|Wang, Menghua - UNIV OF MO|
|Hjelmfelt Jr, Allen|
Submitted to: Journal of the American Water Resources Association
Publication Type: Peer Reviewed Journal
Publication Acceptance Date: May 18, 1999
Publication Date: N/A
Interpretive Summary: Digital Elevating Models (DEM) provide topographic information in digital form organized in a 30m x 30m grid. This is very useful for watershed modeling, but the level of detail is overwhelming for watersheds of even small size. An aggregation procedure is described that enlarges the grid size but ensures that watershed properties, such as flow paths, are maintained. The procedure is demonstrated using the ARS research watershed, Goodwater Creek, located in central Missouri. The DEM, which originally contained more than 80,000 cells, was reduced to approximately 5000 and to 3000 cells in two aggregation trials without loss of significant information. These results make the digital form of elevation maps more usable to water resource planners and users who must increasingly rely upon comprehensive, spatially-distributed computer models for evaluation of proposed changes.
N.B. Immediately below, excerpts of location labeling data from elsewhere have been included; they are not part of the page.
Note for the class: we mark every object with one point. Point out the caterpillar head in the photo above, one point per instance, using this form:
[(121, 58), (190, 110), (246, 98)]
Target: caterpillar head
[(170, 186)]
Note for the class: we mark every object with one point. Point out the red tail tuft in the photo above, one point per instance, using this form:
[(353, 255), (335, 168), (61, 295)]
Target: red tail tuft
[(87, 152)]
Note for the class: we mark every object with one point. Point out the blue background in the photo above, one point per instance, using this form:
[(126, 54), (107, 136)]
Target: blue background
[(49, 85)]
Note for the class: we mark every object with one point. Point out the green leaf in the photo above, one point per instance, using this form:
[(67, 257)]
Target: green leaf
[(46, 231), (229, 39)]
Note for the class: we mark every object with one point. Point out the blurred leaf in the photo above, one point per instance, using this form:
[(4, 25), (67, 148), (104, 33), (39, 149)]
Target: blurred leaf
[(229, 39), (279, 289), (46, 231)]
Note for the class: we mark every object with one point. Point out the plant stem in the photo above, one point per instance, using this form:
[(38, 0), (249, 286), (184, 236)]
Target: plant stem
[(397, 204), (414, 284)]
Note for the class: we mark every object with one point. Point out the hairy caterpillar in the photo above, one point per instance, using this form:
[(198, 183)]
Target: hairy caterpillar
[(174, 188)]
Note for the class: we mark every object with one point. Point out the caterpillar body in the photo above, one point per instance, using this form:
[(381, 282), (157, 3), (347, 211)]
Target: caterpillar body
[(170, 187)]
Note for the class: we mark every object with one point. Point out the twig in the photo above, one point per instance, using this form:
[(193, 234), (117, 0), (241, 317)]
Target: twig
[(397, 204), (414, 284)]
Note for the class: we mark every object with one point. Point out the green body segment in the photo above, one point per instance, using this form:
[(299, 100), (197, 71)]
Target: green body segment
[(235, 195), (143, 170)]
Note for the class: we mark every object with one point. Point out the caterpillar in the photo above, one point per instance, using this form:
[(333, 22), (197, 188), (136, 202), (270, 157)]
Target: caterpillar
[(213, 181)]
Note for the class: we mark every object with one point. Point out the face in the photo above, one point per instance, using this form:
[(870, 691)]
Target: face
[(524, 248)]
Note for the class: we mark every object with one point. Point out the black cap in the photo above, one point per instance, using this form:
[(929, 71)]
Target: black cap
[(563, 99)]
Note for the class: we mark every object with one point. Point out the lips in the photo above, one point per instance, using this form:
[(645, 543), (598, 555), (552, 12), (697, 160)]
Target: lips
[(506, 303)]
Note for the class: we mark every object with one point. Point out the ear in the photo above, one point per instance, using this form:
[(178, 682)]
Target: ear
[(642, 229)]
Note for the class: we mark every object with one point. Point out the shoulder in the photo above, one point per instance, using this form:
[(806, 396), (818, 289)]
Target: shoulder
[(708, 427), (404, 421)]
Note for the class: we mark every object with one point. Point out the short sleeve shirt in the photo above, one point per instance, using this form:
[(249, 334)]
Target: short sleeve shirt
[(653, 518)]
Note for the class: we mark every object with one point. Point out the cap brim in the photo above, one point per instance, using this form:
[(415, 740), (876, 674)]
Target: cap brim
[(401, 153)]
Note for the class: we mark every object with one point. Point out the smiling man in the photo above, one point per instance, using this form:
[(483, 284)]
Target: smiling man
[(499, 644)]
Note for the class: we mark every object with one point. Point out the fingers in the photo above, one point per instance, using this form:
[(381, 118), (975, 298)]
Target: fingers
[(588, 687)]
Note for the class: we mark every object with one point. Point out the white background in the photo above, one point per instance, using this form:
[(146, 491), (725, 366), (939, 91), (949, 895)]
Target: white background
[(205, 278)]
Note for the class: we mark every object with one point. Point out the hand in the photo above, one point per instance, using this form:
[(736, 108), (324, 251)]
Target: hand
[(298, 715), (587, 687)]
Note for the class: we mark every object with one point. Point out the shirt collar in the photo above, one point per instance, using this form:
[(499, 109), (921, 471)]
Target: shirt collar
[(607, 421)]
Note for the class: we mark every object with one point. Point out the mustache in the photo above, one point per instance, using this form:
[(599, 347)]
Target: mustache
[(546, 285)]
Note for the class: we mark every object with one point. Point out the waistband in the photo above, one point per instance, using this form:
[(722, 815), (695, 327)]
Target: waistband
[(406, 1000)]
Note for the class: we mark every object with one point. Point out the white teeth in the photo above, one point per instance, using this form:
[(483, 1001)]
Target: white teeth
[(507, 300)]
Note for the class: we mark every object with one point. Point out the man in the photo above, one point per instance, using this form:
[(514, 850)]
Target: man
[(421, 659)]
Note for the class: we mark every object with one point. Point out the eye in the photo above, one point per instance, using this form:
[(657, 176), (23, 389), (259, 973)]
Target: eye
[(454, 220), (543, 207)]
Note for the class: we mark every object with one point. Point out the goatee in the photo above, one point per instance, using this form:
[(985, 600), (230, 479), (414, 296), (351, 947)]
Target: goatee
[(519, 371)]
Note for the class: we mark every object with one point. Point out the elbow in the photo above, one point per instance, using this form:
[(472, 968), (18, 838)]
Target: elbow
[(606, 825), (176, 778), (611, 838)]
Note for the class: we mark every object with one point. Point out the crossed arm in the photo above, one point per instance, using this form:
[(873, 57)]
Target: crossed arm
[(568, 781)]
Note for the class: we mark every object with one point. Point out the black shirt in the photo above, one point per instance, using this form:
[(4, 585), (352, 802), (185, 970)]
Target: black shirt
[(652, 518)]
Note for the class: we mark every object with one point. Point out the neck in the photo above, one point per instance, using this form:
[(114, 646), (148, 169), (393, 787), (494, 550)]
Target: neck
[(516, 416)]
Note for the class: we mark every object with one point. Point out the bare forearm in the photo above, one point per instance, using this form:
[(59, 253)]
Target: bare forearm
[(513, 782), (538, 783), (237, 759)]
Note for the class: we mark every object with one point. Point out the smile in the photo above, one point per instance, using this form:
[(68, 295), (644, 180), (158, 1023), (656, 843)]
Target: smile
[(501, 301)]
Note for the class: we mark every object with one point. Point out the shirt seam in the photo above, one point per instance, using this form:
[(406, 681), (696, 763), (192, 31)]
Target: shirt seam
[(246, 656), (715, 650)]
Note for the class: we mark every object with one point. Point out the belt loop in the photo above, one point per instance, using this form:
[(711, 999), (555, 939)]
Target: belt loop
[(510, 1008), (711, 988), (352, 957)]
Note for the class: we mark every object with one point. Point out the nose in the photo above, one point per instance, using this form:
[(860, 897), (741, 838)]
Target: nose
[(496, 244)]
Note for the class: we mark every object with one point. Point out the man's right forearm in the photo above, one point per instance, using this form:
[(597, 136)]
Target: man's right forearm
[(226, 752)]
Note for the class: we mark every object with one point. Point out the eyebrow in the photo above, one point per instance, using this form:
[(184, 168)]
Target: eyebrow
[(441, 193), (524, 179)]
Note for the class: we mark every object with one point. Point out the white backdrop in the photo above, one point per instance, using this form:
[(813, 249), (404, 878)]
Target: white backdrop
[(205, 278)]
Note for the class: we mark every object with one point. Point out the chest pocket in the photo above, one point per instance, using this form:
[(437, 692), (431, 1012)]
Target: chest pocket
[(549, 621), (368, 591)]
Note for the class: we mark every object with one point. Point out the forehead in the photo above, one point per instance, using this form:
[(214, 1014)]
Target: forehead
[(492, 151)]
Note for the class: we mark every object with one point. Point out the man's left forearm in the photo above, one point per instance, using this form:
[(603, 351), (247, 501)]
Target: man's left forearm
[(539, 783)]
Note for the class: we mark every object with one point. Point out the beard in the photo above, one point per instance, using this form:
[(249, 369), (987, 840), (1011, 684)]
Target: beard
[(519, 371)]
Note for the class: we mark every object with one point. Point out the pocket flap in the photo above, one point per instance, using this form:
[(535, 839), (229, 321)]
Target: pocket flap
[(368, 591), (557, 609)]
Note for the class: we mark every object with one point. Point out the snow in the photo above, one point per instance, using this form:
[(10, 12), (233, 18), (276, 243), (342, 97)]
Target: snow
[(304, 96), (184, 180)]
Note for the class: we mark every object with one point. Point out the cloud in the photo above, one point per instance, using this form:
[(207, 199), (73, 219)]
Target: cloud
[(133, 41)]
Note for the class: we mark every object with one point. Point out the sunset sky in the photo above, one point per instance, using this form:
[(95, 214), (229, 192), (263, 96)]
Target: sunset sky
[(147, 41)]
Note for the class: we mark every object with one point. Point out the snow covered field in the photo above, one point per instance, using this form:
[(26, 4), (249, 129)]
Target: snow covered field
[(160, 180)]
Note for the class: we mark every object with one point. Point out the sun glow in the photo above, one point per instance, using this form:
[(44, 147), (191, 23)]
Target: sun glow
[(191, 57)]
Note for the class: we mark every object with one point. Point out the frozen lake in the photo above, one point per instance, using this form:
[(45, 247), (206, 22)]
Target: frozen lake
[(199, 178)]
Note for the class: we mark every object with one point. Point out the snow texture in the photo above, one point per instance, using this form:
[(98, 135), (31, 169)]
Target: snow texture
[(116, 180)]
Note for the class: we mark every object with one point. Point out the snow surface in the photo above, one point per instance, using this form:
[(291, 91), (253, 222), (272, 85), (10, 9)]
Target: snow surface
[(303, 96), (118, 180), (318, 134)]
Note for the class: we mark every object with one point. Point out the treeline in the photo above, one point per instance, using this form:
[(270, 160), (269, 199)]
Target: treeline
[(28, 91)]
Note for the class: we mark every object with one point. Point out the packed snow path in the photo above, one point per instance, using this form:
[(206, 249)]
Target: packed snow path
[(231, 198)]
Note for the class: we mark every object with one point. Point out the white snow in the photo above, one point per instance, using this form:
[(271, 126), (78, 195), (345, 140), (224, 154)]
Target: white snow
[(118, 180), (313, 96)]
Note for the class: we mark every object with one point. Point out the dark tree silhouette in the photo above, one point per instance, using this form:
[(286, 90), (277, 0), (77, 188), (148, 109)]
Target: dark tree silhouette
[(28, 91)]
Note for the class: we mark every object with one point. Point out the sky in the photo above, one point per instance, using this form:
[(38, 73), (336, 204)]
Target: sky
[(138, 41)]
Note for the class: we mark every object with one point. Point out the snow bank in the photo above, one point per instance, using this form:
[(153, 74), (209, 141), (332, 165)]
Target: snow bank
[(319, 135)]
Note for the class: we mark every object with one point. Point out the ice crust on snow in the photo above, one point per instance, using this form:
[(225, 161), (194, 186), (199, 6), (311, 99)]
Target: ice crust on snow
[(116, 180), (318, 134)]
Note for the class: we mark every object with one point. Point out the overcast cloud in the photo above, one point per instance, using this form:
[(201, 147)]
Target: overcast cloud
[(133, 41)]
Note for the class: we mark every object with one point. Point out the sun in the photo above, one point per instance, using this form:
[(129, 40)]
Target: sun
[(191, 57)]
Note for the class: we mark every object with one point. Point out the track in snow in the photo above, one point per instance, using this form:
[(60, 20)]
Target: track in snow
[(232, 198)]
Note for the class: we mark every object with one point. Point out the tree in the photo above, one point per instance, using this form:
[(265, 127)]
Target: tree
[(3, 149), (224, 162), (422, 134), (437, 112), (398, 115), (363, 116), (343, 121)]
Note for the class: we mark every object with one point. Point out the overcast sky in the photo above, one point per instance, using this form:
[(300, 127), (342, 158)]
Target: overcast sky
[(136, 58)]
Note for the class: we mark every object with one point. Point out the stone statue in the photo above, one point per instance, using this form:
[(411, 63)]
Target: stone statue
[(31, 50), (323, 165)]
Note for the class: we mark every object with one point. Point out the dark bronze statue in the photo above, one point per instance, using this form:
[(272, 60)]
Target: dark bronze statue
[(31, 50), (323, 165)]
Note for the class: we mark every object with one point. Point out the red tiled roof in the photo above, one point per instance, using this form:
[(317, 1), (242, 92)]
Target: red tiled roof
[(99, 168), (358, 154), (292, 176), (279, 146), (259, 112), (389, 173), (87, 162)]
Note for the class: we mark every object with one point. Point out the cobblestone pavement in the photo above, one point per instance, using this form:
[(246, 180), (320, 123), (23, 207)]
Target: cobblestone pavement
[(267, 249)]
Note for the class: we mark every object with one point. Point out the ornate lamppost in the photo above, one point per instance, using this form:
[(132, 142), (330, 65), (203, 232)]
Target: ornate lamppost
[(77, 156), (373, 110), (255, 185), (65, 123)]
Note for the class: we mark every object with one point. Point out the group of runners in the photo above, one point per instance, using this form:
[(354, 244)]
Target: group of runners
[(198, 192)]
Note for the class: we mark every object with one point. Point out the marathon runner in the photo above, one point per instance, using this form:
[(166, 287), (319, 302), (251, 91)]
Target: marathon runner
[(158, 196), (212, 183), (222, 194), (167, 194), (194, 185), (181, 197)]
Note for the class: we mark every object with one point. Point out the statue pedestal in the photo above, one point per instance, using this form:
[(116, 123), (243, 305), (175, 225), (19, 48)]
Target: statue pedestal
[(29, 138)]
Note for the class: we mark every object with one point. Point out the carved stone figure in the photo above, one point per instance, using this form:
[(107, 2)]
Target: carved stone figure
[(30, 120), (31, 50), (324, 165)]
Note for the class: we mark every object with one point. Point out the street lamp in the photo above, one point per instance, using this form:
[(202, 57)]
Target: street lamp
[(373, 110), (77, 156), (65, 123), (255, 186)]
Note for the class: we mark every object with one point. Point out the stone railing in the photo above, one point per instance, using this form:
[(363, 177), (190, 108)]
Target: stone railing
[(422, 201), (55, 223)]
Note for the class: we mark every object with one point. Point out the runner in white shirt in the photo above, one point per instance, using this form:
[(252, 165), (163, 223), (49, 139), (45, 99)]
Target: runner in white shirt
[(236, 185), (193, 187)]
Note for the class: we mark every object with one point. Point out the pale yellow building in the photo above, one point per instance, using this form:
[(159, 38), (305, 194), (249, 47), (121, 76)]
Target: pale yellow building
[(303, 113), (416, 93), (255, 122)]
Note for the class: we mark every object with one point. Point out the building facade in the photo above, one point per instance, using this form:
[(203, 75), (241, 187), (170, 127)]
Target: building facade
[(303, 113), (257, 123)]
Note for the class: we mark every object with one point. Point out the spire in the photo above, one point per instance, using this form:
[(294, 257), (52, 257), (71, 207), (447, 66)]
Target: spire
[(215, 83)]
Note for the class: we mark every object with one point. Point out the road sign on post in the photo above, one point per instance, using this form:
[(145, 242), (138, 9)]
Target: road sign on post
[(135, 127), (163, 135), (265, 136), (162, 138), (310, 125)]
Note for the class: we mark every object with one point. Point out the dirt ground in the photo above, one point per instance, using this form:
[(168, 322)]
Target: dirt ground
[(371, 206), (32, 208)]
Technical Abstract: The widely available USGS digital elevation model (DEM) data have a horizontal resolution of 30 m x 30 m. This high resolution topographic information is impractical for many large scale applications of grid-based hydrologic and water quality models because it requires an excessive amount of computational time and memory. In this study, a grid aggregation method dis developed to approximate flow direction and land slope for macro-scale grids from which topographic watershed characteristics can be parameterized as input to distributed models. The approximation method for flow direction and land slope of macro-scale grids accounts for spatial variations of topography and makes the flow direction closely follow the flow pattern suggested by the micro-scale DEM data. The aggregation method was applied to the DEM of Goodwater Creek, a flat watershed which is located in central Missouri. The drainage networks derived for different levels of aggregation and the corresponding changes on land slopes show that for thi application the landscape topography is not over-smoothed by aggregation and that the aggregated macro-scale grid of the Goodwater Creek watershed provides an adequate representation of the landscape topography for large scale applications of grid-based hydrologic and water quality models.